Dreaming of Brooklyn


Carrie left yesterday, right after the yelling.

Last night, I dreamed about her arriving in Brooklyn, dragging her suitcase like it was a reluctant Great Dane, frazzled and wrinkled and tired and--scared?

No, not scared. Carrie doesn’t get scared.

I could hear the hitch of her key as it jiggled in the lock and the crack of the door when it opened. Vapors from someone’s tamale down the hall curled in my nose with intentions of staying awhile, and I got my first glimpse of freedom.

I saw her new apartment as a giant blank canvas, white empty walls she could sprawl her life across.
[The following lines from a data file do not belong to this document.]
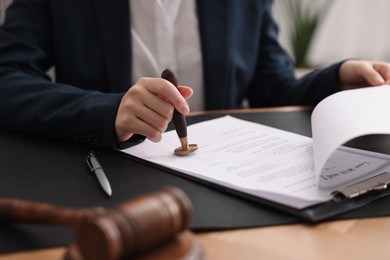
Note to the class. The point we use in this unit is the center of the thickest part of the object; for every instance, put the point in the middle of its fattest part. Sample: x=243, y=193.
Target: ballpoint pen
x=95, y=167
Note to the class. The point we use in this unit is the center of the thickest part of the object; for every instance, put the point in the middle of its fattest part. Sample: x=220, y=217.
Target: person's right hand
x=147, y=108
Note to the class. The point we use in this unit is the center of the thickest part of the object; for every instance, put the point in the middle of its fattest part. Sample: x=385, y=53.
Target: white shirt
x=165, y=34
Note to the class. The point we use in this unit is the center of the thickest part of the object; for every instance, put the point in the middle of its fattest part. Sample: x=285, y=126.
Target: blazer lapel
x=213, y=25
x=114, y=26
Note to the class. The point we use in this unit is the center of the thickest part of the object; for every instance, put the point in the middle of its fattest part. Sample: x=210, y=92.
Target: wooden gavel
x=123, y=231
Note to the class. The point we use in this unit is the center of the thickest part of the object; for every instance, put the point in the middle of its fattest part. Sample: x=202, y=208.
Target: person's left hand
x=360, y=73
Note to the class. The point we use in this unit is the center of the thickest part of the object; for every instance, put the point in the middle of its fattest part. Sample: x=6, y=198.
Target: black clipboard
x=55, y=172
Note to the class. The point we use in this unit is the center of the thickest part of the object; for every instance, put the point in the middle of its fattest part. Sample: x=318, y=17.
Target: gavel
x=128, y=229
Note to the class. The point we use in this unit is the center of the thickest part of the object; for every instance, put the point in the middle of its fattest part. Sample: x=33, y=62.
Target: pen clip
x=88, y=160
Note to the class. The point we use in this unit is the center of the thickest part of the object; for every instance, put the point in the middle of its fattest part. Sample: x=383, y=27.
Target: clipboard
x=29, y=169
x=350, y=197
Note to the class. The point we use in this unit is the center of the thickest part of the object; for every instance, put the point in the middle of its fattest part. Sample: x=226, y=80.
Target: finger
x=162, y=87
x=384, y=70
x=371, y=75
x=185, y=91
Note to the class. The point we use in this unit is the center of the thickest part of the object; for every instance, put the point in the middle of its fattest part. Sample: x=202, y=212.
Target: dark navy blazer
x=88, y=42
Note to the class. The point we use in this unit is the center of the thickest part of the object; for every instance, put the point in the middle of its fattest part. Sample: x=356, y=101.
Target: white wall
x=352, y=29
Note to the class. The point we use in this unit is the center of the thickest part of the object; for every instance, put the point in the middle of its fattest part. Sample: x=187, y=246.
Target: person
x=102, y=49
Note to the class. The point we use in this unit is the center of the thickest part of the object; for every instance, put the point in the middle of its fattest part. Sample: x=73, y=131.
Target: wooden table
x=353, y=239
x=348, y=239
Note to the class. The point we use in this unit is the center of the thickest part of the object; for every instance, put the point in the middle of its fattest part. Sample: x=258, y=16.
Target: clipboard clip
x=378, y=182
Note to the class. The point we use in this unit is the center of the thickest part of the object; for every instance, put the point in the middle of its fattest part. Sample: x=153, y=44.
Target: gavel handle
x=32, y=212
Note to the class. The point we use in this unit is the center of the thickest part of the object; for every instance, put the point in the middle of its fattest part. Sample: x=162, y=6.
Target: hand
x=147, y=108
x=357, y=74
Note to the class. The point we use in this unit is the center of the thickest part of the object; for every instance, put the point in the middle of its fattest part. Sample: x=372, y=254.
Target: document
x=278, y=165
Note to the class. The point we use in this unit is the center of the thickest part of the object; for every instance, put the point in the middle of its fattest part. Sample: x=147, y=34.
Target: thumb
x=373, y=77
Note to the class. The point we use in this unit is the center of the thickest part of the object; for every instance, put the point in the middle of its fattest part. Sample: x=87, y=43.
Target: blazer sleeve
x=274, y=83
x=30, y=102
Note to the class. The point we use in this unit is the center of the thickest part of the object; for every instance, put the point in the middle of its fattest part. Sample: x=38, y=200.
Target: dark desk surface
x=346, y=239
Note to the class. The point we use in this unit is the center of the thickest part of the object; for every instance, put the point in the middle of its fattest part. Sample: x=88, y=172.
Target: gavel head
x=135, y=226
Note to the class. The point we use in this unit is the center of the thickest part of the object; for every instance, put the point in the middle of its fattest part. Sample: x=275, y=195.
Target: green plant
x=304, y=18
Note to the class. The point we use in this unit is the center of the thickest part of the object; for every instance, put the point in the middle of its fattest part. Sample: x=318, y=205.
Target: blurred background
x=344, y=29
x=331, y=30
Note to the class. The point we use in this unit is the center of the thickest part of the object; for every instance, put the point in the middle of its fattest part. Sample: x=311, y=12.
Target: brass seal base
x=185, y=148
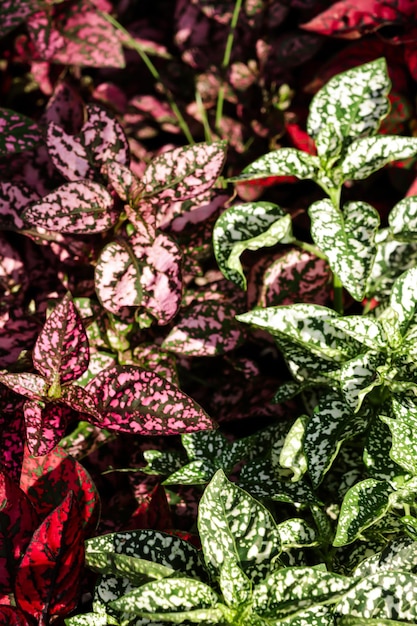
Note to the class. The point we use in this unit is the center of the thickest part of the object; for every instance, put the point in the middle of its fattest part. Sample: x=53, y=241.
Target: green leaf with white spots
x=402, y=219
x=366, y=156
x=331, y=423
x=282, y=162
x=292, y=454
x=404, y=298
x=347, y=239
x=248, y=226
x=232, y=524
x=170, y=595
x=351, y=105
x=384, y=595
x=363, y=505
x=296, y=533
x=290, y=590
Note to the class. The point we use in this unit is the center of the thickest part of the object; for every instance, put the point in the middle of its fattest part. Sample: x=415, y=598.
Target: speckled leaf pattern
x=61, y=350
x=233, y=524
x=47, y=479
x=83, y=207
x=130, y=274
x=362, y=89
x=328, y=427
x=135, y=400
x=366, y=156
x=184, y=172
x=48, y=579
x=383, y=595
x=248, y=226
x=363, y=505
x=18, y=133
x=18, y=520
x=287, y=591
x=347, y=239
x=283, y=162
x=205, y=329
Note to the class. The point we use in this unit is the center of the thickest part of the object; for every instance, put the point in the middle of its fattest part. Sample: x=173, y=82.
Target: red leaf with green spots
x=135, y=400
x=45, y=425
x=205, y=329
x=48, y=579
x=184, y=172
x=18, y=520
x=17, y=133
x=47, y=479
x=62, y=346
x=82, y=207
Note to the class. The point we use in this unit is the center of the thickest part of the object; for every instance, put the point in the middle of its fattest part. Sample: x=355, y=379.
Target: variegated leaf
x=232, y=523
x=366, y=156
x=184, y=172
x=347, y=239
x=249, y=226
x=134, y=400
x=363, y=505
x=350, y=105
x=329, y=426
x=18, y=133
x=82, y=207
x=61, y=352
x=282, y=162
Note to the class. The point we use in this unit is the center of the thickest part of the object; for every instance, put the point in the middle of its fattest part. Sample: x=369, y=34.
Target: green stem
x=226, y=61
x=154, y=72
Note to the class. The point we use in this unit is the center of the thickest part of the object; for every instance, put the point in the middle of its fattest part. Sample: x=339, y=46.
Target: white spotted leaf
x=347, y=239
x=248, y=226
x=234, y=525
x=363, y=505
x=83, y=207
x=132, y=399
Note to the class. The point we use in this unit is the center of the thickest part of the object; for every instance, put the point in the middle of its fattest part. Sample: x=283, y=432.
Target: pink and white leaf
x=62, y=346
x=184, y=172
x=135, y=400
x=82, y=207
x=205, y=329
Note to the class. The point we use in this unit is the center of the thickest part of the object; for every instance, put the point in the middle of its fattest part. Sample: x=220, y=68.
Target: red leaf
x=48, y=579
x=47, y=480
x=134, y=400
x=61, y=352
x=18, y=521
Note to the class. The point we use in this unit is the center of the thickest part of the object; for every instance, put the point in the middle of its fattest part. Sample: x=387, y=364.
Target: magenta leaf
x=135, y=400
x=205, y=329
x=82, y=207
x=48, y=579
x=61, y=351
x=17, y=133
x=47, y=479
x=18, y=520
x=184, y=172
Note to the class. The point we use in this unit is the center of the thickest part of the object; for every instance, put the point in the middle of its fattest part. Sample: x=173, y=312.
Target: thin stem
x=226, y=61
x=154, y=72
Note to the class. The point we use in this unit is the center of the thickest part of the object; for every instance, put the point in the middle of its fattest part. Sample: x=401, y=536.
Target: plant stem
x=153, y=70
x=226, y=61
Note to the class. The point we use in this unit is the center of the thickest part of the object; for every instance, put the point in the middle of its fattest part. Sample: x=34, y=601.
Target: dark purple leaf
x=135, y=400
x=82, y=207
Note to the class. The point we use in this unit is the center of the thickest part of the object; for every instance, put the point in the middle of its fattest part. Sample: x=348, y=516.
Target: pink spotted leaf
x=205, y=329
x=62, y=346
x=135, y=400
x=18, y=133
x=18, y=520
x=81, y=207
x=49, y=576
x=47, y=479
x=184, y=172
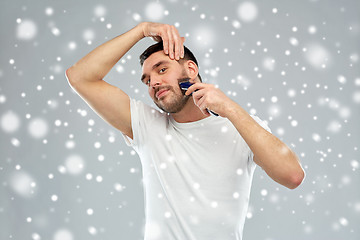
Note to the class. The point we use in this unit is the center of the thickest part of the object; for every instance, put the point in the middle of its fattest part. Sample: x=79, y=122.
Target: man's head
x=188, y=55
x=162, y=76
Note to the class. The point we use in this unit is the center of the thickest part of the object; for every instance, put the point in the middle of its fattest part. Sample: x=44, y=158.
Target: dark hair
x=188, y=55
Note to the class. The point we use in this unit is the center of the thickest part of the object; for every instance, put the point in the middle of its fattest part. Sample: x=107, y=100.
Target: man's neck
x=190, y=113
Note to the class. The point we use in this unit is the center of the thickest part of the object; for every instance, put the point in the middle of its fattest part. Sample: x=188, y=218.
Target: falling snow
x=62, y=164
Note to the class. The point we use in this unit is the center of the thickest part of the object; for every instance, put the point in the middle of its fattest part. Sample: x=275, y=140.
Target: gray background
x=65, y=174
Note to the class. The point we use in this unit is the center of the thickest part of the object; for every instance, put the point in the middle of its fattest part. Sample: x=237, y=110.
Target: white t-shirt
x=197, y=176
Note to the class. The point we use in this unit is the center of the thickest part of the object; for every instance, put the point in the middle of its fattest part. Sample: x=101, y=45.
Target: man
x=197, y=168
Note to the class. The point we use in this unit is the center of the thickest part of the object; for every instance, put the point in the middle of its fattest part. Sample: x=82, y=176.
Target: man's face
x=162, y=76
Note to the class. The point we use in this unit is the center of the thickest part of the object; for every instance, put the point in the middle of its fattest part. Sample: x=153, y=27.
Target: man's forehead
x=154, y=59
I saw her, ethereal in the neon Brooklyn moonlight, take a paintbrush in one hand and draw a tentative line, alone but firm in the middle of everything--a good start.

***

The next morning comes hot and sticky, draining all the poetry out of what I remember.

Mom and Dad sit reading the paper as if posing for a photographer, as if he has instructed them to act naturally and this is the best they can give him.

“Hey,” I murmur on my way to the kitchen.

Mom glances at the clock, so I do too and see that it’s slightly past noon.

Does it matter? I wonder, staring at the open refrigerator, and decide that no, it doesn’t.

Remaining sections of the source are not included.